Mais un bon univers, un bon lore comme on dit, ne suffit pas à faire une bonne fiction. Toutefois pas d’inquiétude : l’aspect narratif d’Avatar est parfait en tous points. Le déroulé de l’intrigue est à la fois classique, limite nekketsu (récit initiatique, péripéties, enjeu planétaire, apprentissage progressif de pouvoirs…) et parcouru de touches d’originalité, d’humour, de références : chaque épisode fait avancer l’histoire, mais comporte aussi sa thématique, avec sa petite leçon de philosophie, parfois un peu « légère » mais souvent inspirée, et son emprunt à des genres de la culture pop : on a ainsi un épisode western, un épisode horreur, un épisode jidai geki (et même jusqu’à un épisode « méta » savoureux, qui met en scène les propres aventures des héros dans une pièce de théâtre qui les caricature !).

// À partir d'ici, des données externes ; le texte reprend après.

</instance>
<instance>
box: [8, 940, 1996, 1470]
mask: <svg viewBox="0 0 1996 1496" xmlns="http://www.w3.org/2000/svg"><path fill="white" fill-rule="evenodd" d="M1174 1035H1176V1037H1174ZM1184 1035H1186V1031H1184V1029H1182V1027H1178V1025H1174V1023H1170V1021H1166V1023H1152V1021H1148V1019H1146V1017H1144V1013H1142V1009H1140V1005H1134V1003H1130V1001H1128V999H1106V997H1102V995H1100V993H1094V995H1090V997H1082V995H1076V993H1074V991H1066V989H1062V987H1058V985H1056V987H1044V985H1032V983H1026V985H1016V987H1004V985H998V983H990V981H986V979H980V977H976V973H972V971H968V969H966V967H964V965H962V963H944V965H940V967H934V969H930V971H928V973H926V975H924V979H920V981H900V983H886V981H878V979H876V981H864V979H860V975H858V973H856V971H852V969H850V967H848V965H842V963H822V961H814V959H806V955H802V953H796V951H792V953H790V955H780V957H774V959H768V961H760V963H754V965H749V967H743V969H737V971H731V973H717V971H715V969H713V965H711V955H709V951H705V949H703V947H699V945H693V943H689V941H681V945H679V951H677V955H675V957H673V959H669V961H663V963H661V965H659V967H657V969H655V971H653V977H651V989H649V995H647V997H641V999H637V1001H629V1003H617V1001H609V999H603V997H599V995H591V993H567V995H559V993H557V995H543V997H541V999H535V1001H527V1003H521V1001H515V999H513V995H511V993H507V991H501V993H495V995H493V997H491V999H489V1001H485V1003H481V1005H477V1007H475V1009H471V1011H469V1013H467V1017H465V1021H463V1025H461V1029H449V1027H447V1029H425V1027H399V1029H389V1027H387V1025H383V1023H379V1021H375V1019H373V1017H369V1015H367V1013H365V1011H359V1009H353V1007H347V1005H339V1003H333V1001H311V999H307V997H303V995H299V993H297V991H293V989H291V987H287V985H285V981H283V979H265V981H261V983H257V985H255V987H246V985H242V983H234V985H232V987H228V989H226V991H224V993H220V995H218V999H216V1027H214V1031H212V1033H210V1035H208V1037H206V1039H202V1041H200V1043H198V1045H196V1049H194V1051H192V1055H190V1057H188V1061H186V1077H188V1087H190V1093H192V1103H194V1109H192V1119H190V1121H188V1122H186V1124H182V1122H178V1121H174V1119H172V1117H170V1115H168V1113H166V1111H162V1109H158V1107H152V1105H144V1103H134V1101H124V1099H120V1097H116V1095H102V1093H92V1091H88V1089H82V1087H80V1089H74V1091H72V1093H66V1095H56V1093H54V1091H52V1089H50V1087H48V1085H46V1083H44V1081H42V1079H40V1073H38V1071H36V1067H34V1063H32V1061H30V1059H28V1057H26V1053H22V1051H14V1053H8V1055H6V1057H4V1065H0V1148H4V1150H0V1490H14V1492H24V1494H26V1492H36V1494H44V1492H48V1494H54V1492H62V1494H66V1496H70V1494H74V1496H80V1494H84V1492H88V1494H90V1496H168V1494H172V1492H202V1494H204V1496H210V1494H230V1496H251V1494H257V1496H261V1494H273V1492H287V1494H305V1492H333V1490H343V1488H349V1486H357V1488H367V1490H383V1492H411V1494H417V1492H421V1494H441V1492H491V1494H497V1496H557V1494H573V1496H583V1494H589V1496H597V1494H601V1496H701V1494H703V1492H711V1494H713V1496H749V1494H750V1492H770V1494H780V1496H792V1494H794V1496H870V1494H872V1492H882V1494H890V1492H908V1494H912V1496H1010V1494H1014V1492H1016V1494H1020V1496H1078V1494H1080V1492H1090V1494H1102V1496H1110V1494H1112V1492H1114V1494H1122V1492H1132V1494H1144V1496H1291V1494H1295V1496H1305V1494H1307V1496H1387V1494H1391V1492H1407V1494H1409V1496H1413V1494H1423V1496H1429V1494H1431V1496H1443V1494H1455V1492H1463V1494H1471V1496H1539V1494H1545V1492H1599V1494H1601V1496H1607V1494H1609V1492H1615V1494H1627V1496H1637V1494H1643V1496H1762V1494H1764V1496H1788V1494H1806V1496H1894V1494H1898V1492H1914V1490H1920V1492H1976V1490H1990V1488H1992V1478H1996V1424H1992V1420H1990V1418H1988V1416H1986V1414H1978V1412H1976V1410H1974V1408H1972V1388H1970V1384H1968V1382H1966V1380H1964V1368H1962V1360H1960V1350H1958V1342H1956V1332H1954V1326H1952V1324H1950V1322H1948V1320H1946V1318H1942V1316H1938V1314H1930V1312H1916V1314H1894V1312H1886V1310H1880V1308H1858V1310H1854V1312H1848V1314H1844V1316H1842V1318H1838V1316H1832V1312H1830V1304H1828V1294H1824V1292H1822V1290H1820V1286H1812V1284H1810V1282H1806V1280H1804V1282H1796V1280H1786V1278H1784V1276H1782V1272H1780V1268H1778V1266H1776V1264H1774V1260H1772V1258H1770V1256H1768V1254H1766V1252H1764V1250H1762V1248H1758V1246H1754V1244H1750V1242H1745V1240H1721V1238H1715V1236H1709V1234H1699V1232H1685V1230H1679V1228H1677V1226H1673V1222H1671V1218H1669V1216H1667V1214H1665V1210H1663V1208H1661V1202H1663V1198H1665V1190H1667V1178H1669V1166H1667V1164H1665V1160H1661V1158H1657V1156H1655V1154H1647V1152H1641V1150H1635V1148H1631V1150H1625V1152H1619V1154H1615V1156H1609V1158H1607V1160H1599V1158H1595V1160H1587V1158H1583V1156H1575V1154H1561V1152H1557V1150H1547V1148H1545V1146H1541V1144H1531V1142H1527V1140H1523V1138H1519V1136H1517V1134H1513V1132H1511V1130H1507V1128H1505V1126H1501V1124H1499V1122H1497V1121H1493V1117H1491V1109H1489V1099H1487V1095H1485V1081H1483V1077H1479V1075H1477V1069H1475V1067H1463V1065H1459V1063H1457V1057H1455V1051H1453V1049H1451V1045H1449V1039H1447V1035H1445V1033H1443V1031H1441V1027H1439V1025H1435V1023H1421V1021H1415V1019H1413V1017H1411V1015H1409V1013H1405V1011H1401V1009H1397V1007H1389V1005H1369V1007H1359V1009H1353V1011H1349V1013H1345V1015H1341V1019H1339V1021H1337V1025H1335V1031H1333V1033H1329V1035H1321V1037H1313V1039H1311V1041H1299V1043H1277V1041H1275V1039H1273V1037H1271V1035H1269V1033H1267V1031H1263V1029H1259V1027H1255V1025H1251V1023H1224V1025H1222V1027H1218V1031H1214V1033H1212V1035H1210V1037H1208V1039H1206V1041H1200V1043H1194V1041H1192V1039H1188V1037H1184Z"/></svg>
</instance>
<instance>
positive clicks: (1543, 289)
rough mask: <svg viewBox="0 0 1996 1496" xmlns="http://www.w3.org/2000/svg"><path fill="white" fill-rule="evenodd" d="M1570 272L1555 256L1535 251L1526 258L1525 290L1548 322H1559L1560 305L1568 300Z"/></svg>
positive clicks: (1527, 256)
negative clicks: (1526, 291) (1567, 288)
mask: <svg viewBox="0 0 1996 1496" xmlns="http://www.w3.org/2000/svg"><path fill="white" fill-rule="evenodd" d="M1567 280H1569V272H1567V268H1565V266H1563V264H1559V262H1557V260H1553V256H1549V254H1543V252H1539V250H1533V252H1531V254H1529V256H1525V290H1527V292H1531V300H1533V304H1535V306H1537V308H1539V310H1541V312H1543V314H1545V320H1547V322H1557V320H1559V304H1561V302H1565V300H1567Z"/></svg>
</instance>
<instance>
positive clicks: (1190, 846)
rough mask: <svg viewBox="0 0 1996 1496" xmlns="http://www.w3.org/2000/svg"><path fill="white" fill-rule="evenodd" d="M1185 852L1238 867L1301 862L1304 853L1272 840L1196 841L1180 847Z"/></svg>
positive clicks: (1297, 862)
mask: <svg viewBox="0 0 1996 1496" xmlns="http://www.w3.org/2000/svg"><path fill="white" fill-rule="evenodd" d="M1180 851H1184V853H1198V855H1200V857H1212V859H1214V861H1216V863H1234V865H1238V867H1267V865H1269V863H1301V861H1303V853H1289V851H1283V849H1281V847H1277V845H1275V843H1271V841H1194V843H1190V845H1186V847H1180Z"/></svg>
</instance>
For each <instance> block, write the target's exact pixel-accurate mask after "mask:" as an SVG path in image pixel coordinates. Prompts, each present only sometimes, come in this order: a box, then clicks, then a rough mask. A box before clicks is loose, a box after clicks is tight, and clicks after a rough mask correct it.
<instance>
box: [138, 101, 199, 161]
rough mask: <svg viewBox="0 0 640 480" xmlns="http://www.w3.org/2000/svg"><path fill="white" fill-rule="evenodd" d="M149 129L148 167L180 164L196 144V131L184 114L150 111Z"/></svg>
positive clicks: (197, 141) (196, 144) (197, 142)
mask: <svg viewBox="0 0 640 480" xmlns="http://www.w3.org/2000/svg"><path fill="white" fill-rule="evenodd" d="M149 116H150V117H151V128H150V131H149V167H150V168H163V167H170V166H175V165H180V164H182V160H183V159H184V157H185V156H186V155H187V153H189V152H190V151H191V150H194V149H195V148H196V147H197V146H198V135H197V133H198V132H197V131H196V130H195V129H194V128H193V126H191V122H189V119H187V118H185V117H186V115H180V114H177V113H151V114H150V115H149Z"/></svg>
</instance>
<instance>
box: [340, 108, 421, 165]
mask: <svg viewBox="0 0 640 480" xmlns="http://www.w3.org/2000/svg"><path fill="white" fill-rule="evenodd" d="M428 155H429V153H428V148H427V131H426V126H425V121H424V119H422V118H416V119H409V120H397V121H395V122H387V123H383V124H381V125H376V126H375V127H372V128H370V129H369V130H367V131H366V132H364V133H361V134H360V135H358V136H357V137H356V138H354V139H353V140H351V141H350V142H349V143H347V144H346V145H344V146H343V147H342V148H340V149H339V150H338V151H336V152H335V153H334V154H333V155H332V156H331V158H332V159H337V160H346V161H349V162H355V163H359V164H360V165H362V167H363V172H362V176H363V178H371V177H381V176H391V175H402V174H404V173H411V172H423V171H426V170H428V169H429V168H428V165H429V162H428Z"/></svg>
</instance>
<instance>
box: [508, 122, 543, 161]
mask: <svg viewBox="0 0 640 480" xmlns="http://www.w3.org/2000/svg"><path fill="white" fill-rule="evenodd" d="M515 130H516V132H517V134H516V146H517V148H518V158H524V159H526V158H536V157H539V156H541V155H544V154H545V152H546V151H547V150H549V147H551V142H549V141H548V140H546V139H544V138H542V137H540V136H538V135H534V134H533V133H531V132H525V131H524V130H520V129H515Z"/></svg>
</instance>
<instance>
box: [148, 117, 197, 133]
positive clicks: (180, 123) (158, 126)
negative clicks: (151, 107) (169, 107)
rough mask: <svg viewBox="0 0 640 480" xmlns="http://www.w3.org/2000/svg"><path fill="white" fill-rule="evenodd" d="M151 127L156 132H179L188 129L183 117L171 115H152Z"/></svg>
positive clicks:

Les personnages, des plus importants aux plus secondaires, sont tous attachants, profonds et décalés, à parfaite équidistance entre archétypes et originalité. Aang est un héros anti-viriliste, aussi maladroit qu’angoissé, ce qui ne l’empêche pas d’être déterminé quand il faut, désinvolte quand il faut. Et que dire de cette galerie de portraits inoubliables, aux character designs très soignés : Sokka, Toph, Zuko, sans oublier mon chouchou l’oncle Hiro. Notons également la répartition des rôles masculins et féminins, qui est un modèle d’évitement des stéréotypes : si le gros méchant est sempiternellement un homme, l’antagoniste à laquelle on sera confronté la plupart du temps reste Azula, une adolescente complexe et torturée dont la méfiance maladive se transformera sur la fin en paranoïa.

ALERTE SPOILER

La fin est d’ailleurs une des plus réussies que j’ai jamais vu dans ce format d’aventures de fantasy type « shonen nekketsu » : Aang apprend à maîtriser les quatre éléments pour se confronter au seigneur du feu Osai, et il parvient miraculeusement à maîtriser l’état d’Avatar, ce qui devrait lui permettre de le balayer sans problème. Mais il est préoccupé par un cas de conscience : élevé par des nomades de l’Air pacifistes, il ne peut se résoudre à tuer un être humain, tout ennemi qu’il soit. Avec l’aide d’une créatures ancestrale – une tortue-lion immense – il apprend comment agir autrement que par la violence : il prive le seigneur du feu de son pouvoir et de sa force, ainsi au lieu de le vaincre il choisit plutôt de l’empêcher de nuire. Belle conclusion philosophique pour cette immense série.

FIN DE L’ALERTE : REPRENEZ UNE LECTURE NORMALE

Alors bien sûr, je sens venir des réticences auprès des quelques fortes têtes qui ne seraient pas convaincues. Oui, c’est une série orientée jeunesse/ado. Si vous jetez un coup d’oeil superficiel sur la saison 1, peut-être aurez-vous l’impression que c’est niais et calibré : n’en croyez rien, regardez quelques épisodes, et laissez-vous emporter par le flot crescendo de la gravité des situations et des enjeux profonds qui vont se développer dans les deux saisons suivantes. La série n’est ni trop longue ni trop courte, elle comporte une soixantaine d’épisodes, dont aucun n’est à jeter – même si bien sûr, certains sont plus spectaculaires que d’autres. À la fin, vous aurez brassé un nombre de thèmes impressionnants, traités avec finesse : science et croyance, géopolitique de la guerre, réfugiés et natifs, tradition contre modernité, famille et confiance, nature et industrie, travail et responsabilités… Il y a une critique que je peux entendre, c’est l’aspect visuel qui n’est pas toujours follement réussi. Mais c’est bien peu de choses à supporter pour tant de bonheur à découvrir.